Again, another friend--one much more comfortable identifying as a Christian--asked the same basic question. "My problem with the Bible," she said," is that it's so human!" Why can't we have something more clear, something on which everyone can agree?! Wouldn't that be better? Or would it? 

Here's my question... what sort of God do we expect God to be? 

What I have discovered about God is quite different than it is in the theology books. We use words like omnipresent, omniscient, immutable, etc. to describe God and yet, where do those descriptions come from? Surely from the musings of the philosophers who scrape for a definition, who scrape to describe the indescribable. The truth is, reality--ideed God-- is not so static as the words with which we choose to describe God. God is utterly relational, intensely experiential, and deeply incarnational.  If Jesus Christ reveals nothing else, he reveals a God who is not just some ethereal conceptualization or the product of objective rationalization. God is much more messy. To speak of authority and sovereignty in any biblical fashion is to speak of those things not as abstract concepts (although those can serve as helpful training wheels for the mind) or in universalized static language but, rather, to speak of them as they are worked out in reality, in human experience, in the beautiful mess of life. Universality, objectivity... these are mere myths. For the God who created the world is a God who engages life from the smallest and most subjective place... a God who starts with a person and is involved in the expansion of reality, a God who saves the world from the darkness of a single tomb. 

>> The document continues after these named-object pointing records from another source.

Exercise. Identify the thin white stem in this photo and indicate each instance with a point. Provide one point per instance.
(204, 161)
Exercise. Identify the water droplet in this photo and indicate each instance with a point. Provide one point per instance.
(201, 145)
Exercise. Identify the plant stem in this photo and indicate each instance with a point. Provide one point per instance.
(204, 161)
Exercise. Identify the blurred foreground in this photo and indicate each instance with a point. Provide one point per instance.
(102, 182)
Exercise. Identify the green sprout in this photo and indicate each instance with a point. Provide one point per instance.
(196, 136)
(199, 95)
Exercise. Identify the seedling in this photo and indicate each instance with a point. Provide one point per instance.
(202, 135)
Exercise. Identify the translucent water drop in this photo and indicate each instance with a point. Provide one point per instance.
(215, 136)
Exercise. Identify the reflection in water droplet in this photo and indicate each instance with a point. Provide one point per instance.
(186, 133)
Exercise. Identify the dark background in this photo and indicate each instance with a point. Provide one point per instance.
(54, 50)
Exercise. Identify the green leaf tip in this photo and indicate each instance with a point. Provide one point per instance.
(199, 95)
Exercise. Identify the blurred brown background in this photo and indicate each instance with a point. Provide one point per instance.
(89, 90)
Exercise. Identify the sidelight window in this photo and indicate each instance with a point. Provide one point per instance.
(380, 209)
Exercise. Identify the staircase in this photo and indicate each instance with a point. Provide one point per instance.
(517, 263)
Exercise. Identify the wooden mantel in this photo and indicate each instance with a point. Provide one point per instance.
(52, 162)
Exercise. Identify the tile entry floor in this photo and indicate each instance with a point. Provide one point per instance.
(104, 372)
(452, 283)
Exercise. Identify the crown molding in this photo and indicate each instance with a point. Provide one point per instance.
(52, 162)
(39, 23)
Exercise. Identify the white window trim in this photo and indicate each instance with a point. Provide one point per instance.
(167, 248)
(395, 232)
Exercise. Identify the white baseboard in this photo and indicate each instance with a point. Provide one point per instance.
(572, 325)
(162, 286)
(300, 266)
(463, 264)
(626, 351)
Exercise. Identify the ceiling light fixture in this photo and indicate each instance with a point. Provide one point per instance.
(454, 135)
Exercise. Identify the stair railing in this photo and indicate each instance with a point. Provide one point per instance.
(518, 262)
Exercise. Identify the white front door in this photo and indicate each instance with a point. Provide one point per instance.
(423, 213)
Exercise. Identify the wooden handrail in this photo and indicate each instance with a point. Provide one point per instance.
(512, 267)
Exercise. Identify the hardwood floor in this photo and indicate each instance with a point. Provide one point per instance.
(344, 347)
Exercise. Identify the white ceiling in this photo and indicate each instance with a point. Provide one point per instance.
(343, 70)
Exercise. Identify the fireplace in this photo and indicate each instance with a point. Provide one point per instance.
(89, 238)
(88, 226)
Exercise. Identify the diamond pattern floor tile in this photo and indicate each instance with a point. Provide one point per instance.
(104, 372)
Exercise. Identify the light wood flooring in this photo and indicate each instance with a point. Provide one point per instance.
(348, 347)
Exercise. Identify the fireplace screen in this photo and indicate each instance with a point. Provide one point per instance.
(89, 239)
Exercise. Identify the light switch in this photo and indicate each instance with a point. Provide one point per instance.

So the question I'd ask is, could the God who is real in every sense of the word offer any objective, authoritative, universal, or conceptually static revelation of Godself with any degree of authenticity? Would such a revelation be an accurate reflection of God, this wild and creative God, no matter what the content? I believe that the sort of revelation, the sort of Word we have received in the Bible, with all its gritty humanity and ancient complexity, is the only appropriate medium for the communication of this God--a God who brings harmony out of chaos through the brooding of the Spirit.